Drmingler

**Name of the Vulnerable Software and Affected Versions** dalfox versions prior to 2.12.0 **Description** When running in REST API server mode (`dalfox server`), the software binds to `0.0.0.0:6664` by default without requiring authentication. An unauthenticated attacker can send a request to the '/scan' endpoint providing arbitrary values for the `found-action` and `found-action-shell` variables. These values are deserialized and passed to the `foundAction()` function, which executes them via `exec.Command` whenever a scan finding is triggered. By hosting a reflective server to guarantee a finding, an attacker can achieve full remote code execution on the host system. **Recommendations** For versions prior to 2.12.0, ensure the server is started with the `--api-key` flag to enable mandatory authentication. As a temporary mitigation, restrict network access to the server port (default 6664) to trusted sources only. Avoid using the `found-action` and `found-action-shell` variables in API requests.

**Name of the Vulnerable Software and Affected Versions** Dalfox versions prior to 2.13.0 **Description** When running in REST API server mode, the software fails to sanitize the `custom-payload-file` field within `model.Options`, which is deserialized directly from the request body and passed to the `dalfox.Initialize` function and the scan engine. The engine utilizes the `voltFile.ReadLinesOrLiteral()` function to read lines from any file path accessible to the process and embeds them as XSS payloads in outbound HTTP requests sent to a target URL controlled by the attacker. Since the server does not require an API key by default, an unauthenticated network attacker can exfiltrate the contents of arbitrary files from the host system line-by-line through scan traffic. **Recommendations** Update to version 2.13.0. As a temporary mitigation, restrict access to the `custom-payload-file` field by stripping filesystem-dangerous fields from API-sourced requests. Ensure the server is started with a mandatory `--api-key` to prevent unauthenticated access.

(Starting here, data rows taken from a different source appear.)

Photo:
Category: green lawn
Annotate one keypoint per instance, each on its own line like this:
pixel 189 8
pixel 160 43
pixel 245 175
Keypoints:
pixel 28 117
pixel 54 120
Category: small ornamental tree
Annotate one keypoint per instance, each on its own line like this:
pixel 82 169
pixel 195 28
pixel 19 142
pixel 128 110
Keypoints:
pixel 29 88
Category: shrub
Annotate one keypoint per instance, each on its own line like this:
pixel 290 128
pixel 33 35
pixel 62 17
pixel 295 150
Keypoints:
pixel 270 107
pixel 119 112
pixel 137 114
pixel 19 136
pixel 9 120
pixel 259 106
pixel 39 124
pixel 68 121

**Name of the Vulnerable Software and Affected Versions** Dalfox versions prior to 2.13.0 **Description** When running in REST API server mode, the software fails to sanitize certain fields in the request body, allowing an unauthenticated network caller to create or append to any file writable by the process on the host filesystem. The issue occurs because the `output`, `output-all`, and `debug` fields in `model.Options` are deserialized directly from the request and passed to the scan engine's logging path. The logging function `DalLog()` opens the attacker-supplied path using `os.O APPEND|os.O CREATE|os.O WRONLY` and writes log lines to it, bypassing the `IsLibrary` guard intended to prevent file output in server mode. By default, no API key is required, enabling this unauthorized file manipulation. **Recommendations** Update to version 2.13.0. As a temporary mitigation, restrict access to the REST API server or ensure it is not exposed to untrusted networks. Require the use of an API key by providing the `--api-key` flag at server startup to eliminate unauthenticated access.